The directive using A for B; can be used to attach library functions (from the library A) to any type (B). These functions will receive the object they are called on as their first parameter (like the self variable in Python).

The effect of using A for *; is that the functions from the library A are attached to any type.

In both situations, all functions in the library are attached, even those where the type of the first parameter does not match the type of the object. The type is checked at the point the function is called and function overload resolution is performed.

The using A for B; directive is active only within the current contract, including within all of its functions, and has no effect outside of the contract in which it is used. The directive may only be used inside a contract, not inside any of its functions.

By including a library, its data types including library functions are available without having to add further code.
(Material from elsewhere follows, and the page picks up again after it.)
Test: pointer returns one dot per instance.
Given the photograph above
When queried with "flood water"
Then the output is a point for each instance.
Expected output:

Let us rewrite the set example from the Libraries in this way:

pragma solidity >=0.4.16 <0.7.0;

// This is the same code as before, just without comments
library Set {
  struct Data { mapping(uint => bool) flags; }

  function insert(Data storage self, uint value)
      public
      returns (bool)
  {
      if (self.flags[value])
        return false; // already there
      self.flags[value] = true;
      return true;
  }

  function remove(Data storage self, uint value)
      public
      returns (bool)
  {
      if (!self.flags[value])
          return false; // not there
      self.flags[value] = false;
      return true;
  }

  function contains(Data storage self, uint value)
      public
      view
      returns (bool)
  {
      return self.flags[value];
  }
}

contract C {
    using Set for Set.Data; // this is the crucial change
    Set.Data knownValues;

    function register(uint value) public {
        // Here, all variables of type Set.Data have
        // corresponding member functions.
        // The following function call is identical to
        // `Set.insert(knownValues, value)`
        require(knownValues.insert(value));
    }
}

It is also possible to extend elementary types in that way:

pragma solidity >=0.4.16 <0.7.0;

library Search {
    function indexOf(uint[] storage self, uint value)
        public
        view
        returns (uint)
    {
        for (uint i = 0; i < self.length; i++)
            if (self[i] == value) return i;
        return uint(-1);
    }
}

contract C {
    using Search for uint[];
    uint[] data;

    function append(uint value) public {
        data.push(value);
    }

    function replace(uint _old, uint _new) public {
        // This performs the library function call
        uint index = data.indexOf(_old);
        if (index == uint(-1))
            data.push(_new);
        else
            data[index] = _new;
    }
}

Note that all library calls are actual EVM function calls. This means that if you pass memory or value types, a copy will be performed, even of the self variable. The only situation where no copy will be performed is when storage reference variables are used.